1. What is Eye Twitching?
Also known as blepharospasm, eye twitching refers to the constant, involuntary blinking of the eyelid. In this condition, the person suffering from the ailment, has no control over the movement of his eyelids and finds it difficult to keep his eyes open.
2. What Causes Eye Twitching?
The causes of eye twitching are a lot in number but some very common causes are overtiredness, stress, spending long hours before TV or computer screen and too much intake of caffeine.
Eye twitching is also a sign of eye related ailments such as blepharitis (inflammation of the eyelids), dry eyes, light sensitivity and pinkeye.
Certain mental diseases and nerve disorders such as Bell’s Palsy, Dystonia, Parkinson’s disease and Tourette’s syndrome also reflect their onset or presence through eye twitching.
The side effects of certain medications may also cause eye twitching and these medications include drugs that are used to cure ailments such as epilepsy and psychosis.
3. What are the Types of Eye Twitching?
Eye twitching can take several forms.

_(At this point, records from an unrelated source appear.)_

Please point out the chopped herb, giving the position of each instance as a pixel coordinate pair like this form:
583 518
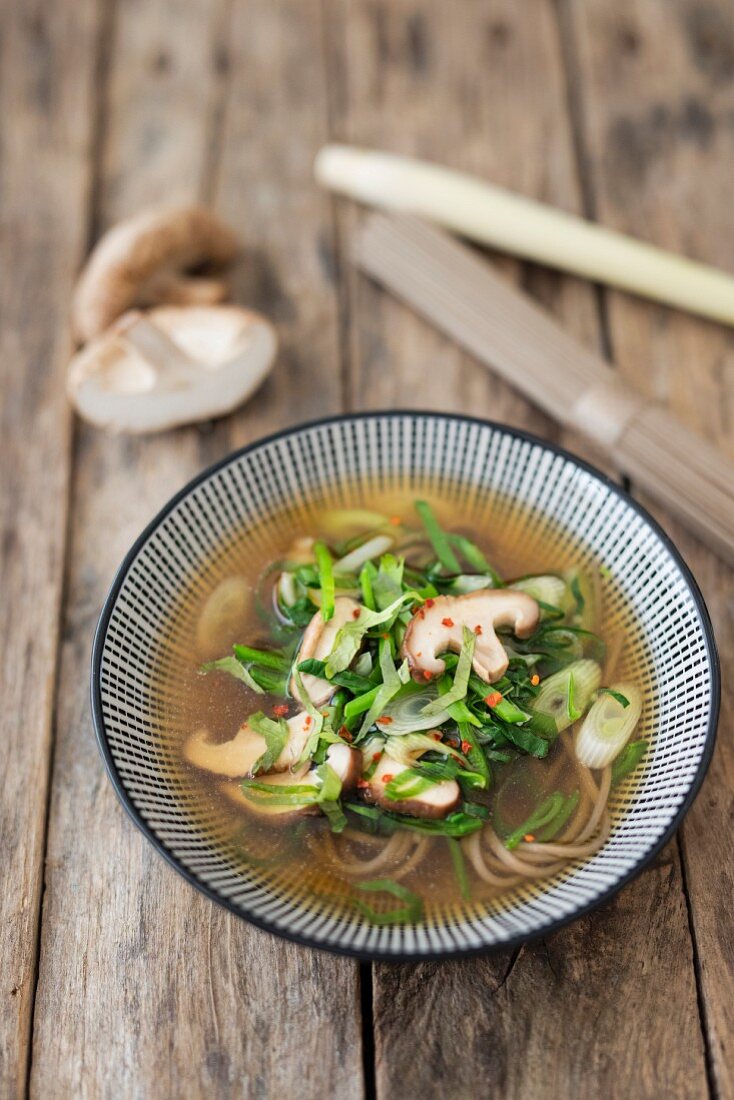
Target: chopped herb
232 668
326 579
274 733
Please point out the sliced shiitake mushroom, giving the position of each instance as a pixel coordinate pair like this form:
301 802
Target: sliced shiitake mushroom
150 259
170 366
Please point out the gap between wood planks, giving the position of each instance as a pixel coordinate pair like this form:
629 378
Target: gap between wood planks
102 53
572 75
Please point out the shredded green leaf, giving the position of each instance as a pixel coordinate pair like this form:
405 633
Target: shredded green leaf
232 668
326 579
458 691
274 733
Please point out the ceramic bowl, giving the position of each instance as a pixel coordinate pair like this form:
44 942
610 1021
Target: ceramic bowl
552 498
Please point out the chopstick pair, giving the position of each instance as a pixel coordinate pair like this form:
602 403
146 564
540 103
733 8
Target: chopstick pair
462 296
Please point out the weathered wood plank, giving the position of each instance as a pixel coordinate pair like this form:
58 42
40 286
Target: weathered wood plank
481 87
145 988
658 88
46 61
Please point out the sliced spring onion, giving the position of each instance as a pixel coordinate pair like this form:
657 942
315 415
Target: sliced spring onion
232 668
458 690
627 760
326 579
349 637
609 726
438 537
392 681
369 550
568 692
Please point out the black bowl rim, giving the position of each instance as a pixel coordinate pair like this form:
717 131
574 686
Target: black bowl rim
383 956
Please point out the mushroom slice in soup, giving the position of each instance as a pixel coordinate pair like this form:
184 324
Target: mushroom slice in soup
318 642
438 627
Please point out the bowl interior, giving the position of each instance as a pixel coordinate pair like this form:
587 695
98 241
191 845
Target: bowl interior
552 501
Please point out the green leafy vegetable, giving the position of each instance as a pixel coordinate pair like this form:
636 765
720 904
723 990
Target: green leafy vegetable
274 733
349 637
458 691
232 668
351 681
326 579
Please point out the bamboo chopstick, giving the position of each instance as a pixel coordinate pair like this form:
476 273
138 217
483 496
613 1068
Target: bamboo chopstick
462 296
491 215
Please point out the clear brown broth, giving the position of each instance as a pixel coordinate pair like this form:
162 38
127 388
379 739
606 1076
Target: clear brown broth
294 857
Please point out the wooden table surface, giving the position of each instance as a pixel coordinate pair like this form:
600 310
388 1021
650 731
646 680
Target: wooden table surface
120 980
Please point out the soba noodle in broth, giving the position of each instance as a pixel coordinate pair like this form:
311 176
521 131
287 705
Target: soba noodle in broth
402 711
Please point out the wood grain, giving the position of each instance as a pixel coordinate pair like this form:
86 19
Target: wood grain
657 83
482 88
146 988
46 64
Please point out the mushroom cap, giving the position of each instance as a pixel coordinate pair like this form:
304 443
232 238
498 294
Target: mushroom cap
347 762
140 262
237 757
317 642
439 628
438 801
172 365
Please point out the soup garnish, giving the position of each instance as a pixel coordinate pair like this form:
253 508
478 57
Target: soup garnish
412 697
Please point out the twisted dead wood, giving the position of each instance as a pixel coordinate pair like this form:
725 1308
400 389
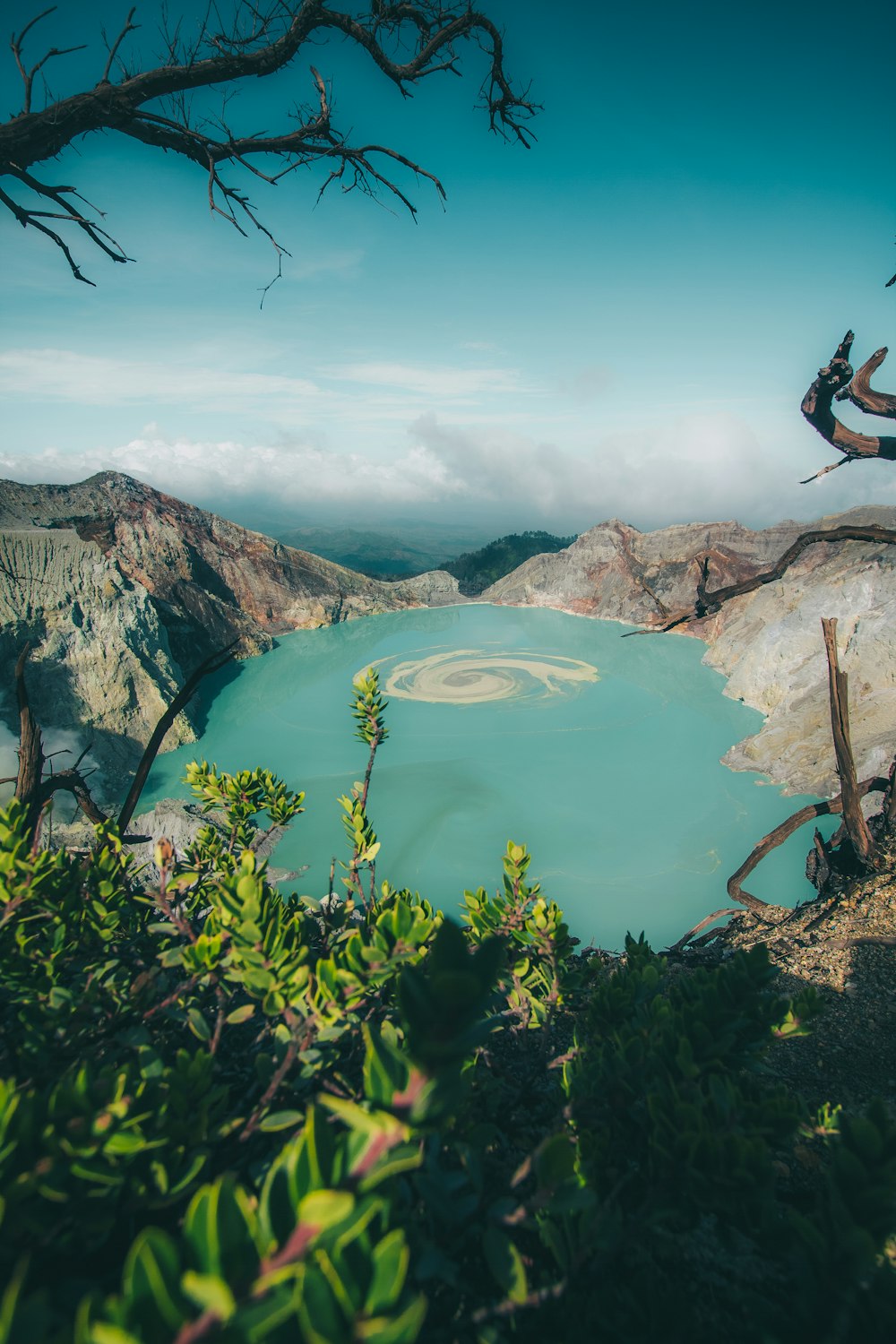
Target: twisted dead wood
708 602
834 381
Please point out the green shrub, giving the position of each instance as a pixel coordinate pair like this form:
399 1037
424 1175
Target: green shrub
230 1115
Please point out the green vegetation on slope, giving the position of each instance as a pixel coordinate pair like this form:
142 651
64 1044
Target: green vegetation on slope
233 1116
476 570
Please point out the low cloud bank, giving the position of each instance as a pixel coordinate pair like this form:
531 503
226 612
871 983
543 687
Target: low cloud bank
697 467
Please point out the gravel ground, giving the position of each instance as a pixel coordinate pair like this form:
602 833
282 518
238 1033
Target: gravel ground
831 943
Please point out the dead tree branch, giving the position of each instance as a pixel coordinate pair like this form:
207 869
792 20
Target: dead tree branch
214 663
707 604
775 838
408 43
32 788
833 381
35 789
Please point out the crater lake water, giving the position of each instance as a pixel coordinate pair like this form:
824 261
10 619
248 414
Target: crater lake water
512 723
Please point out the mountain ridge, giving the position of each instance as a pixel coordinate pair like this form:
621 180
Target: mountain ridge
767 642
123 590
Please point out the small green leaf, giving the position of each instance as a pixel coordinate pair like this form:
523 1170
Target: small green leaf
281 1120
505 1263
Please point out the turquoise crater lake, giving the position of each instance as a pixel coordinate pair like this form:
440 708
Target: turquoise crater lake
512 723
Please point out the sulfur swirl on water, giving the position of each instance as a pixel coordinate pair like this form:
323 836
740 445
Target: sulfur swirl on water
476 676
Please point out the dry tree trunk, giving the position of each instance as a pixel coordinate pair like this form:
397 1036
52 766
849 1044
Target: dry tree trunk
853 817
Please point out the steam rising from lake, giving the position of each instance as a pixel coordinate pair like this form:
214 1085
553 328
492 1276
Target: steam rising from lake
476 676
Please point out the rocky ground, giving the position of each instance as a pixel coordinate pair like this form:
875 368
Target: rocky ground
844 948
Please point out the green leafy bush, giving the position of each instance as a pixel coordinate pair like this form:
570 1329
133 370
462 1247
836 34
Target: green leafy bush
233 1115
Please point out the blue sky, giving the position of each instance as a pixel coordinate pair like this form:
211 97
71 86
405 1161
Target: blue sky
621 320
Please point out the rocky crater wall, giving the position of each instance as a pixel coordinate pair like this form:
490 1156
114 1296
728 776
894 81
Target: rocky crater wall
769 642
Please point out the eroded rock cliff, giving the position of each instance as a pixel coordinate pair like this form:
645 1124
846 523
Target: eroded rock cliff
769 642
123 591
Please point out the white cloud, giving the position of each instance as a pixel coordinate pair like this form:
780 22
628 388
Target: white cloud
696 467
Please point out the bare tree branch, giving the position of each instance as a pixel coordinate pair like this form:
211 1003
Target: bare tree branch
113 50
214 663
408 43
775 838
839 693
710 602
863 394
817 409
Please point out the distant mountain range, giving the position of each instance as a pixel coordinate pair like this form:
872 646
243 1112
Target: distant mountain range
394 553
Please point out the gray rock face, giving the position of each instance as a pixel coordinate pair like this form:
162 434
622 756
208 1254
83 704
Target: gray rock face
123 591
767 642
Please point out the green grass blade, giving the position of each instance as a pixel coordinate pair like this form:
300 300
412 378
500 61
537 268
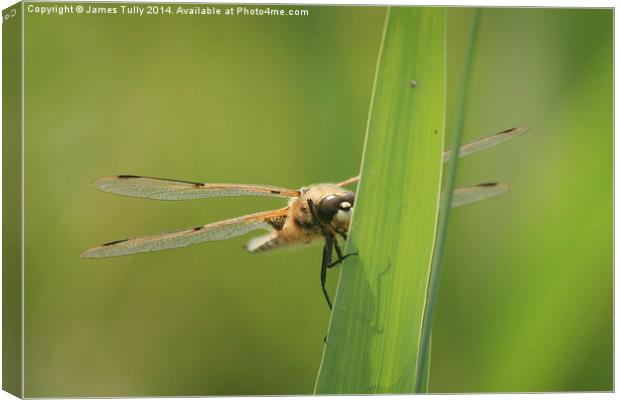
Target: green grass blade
375 330
446 202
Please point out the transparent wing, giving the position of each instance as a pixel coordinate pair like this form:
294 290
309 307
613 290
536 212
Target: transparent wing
487 142
169 189
473 194
470 148
217 231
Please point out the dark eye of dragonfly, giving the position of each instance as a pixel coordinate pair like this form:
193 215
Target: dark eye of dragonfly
330 205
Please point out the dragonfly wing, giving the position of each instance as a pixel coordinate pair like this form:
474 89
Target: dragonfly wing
487 142
169 189
469 148
216 231
473 194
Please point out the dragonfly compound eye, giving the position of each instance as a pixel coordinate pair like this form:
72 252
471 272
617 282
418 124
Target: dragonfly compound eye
328 207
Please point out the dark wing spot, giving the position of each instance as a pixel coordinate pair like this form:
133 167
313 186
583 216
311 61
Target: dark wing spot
115 242
304 225
507 131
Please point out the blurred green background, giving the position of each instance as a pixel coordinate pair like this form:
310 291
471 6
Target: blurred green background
526 295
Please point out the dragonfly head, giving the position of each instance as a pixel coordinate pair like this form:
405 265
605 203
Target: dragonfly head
336 209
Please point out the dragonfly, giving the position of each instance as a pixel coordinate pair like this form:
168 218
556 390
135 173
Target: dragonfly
314 212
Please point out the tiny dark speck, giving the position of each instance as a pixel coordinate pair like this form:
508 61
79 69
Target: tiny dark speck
114 242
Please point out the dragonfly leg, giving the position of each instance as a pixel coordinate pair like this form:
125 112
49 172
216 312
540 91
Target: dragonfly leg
341 256
327 259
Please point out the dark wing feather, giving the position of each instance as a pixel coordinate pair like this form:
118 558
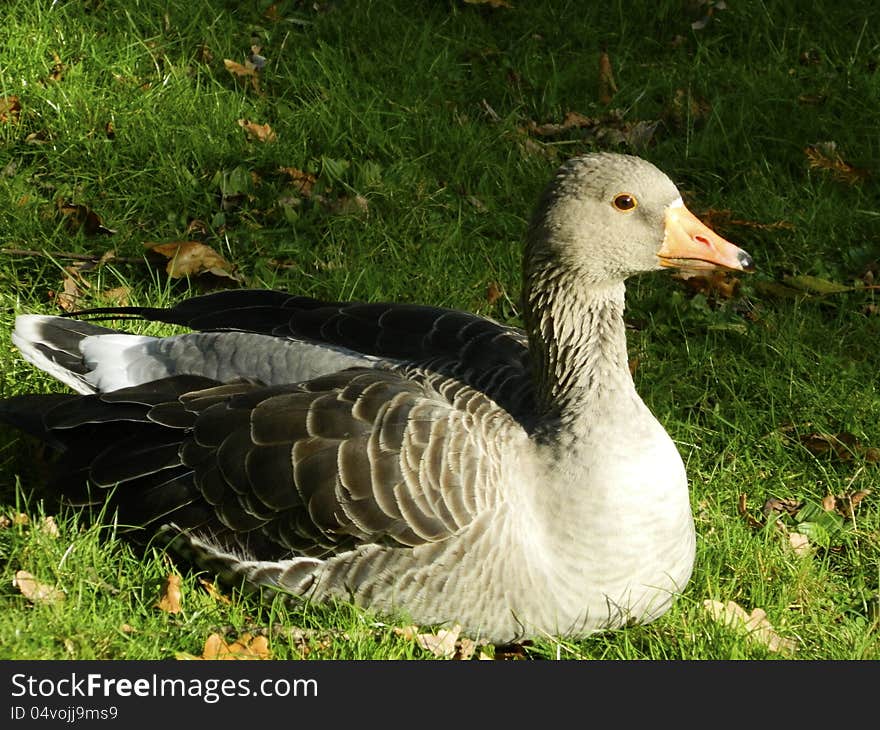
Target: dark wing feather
315 468
477 351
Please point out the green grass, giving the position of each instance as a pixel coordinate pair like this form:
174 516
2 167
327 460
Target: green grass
389 100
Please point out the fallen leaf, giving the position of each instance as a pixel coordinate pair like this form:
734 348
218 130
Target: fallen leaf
824 156
789 506
169 598
756 625
841 445
259 132
117 296
714 284
686 109
49 526
441 644
609 130
70 295
799 543
715 218
245 647
607 87
345 205
742 508
57 68
35 591
490 3
238 69
191 258
303 181
493 292
815 285
10 109
80 217
214 592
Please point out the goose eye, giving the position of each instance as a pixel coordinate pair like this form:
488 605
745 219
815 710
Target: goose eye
624 202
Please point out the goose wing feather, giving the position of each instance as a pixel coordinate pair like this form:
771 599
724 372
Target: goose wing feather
481 353
360 456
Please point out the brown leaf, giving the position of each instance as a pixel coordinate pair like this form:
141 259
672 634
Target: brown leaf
259 132
493 292
169 598
10 109
237 69
742 508
345 205
756 625
117 296
713 284
824 156
490 3
302 181
80 217
70 295
245 647
49 526
799 543
441 644
191 258
607 87
687 109
35 591
214 592
715 218
57 68
841 445
789 506
844 504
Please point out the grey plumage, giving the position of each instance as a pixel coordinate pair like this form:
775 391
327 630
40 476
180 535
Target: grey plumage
407 457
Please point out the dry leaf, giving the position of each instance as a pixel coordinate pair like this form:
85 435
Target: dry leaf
303 181
35 591
715 219
490 3
607 87
686 109
10 109
712 284
190 258
799 543
842 445
214 592
245 647
69 296
259 132
824 156
345 205
49 526
117 296
80 217
742 508
756 625
238 69
494 292
441 644
169 599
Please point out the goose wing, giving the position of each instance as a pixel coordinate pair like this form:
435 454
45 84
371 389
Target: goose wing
360 456
479 352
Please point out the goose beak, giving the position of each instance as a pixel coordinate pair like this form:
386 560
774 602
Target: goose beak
691 244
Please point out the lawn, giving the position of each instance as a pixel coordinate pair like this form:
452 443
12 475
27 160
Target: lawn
393 150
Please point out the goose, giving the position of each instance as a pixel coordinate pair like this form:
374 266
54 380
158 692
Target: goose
419 461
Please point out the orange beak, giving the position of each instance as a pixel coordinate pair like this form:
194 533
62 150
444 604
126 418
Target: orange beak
691 244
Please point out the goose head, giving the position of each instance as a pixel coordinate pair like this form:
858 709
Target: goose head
605 217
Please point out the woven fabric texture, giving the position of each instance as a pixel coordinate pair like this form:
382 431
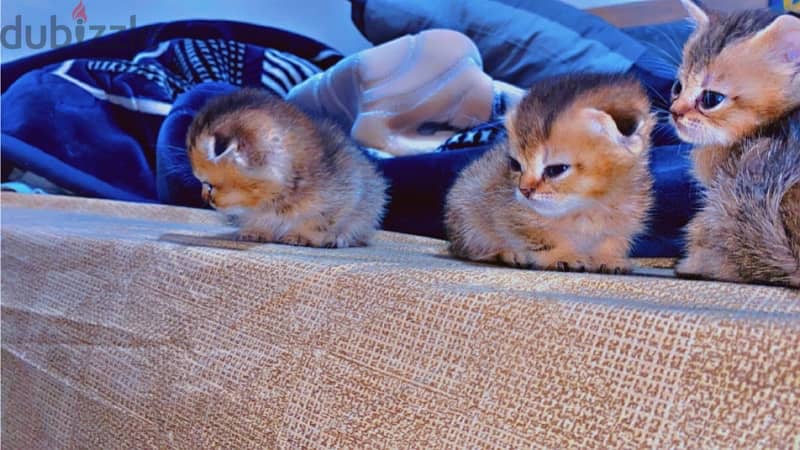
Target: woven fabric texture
136 326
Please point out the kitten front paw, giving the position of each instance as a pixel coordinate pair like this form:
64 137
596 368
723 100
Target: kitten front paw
691 267
253 236
525 260
297 240
618 268
572 266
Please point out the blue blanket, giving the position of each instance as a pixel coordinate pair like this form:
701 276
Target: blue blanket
107 118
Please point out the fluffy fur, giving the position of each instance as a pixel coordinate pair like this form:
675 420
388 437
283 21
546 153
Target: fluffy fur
284 176
748 147
506 208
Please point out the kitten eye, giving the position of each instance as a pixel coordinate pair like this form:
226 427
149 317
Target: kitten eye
711 99
677 88
221 143
555 170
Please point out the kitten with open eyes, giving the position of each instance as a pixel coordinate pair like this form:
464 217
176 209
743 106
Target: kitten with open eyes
738 100
570 189
284 176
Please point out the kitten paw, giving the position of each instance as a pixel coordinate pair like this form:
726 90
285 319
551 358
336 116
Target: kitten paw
252 236
691 268
517 259
298 241
571 266
615 269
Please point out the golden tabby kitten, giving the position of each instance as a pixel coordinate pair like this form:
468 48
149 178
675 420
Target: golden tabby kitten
570 188
738 100
284 176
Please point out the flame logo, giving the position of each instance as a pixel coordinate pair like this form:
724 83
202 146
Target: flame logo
79 13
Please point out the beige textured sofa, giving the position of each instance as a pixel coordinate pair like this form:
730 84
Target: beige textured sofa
131 326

The most common and harmless form is known as minor eyelid twitch. The one that is a little more severe is known as benign essential blepharospasm and the last one that is quite severe is known as hemifacial spasm.
The minor condition is caused by lifestyle factors like stress, excess intake of caffeine, etc. It may also have a relation with irritation on the surface of the cornea or conjunctiva. This is mostly painless and does not last for more than two weeks. Mostly it disappears on its own and does not require medication except some home remedies.
The second form of eye twitching i.e. benign essential blepharospasm is more common in women than in men. It mostly affects people in middle age and can interfere with your daily life functioning if you do not get it treated in time. It can lead to loss of vision and a condition where your eyes stay shut for hours.
The third form is the most severe but it affects very small number of people. It not only affects the eyelid but also the muscles around the mouth. It affects only one side of the face.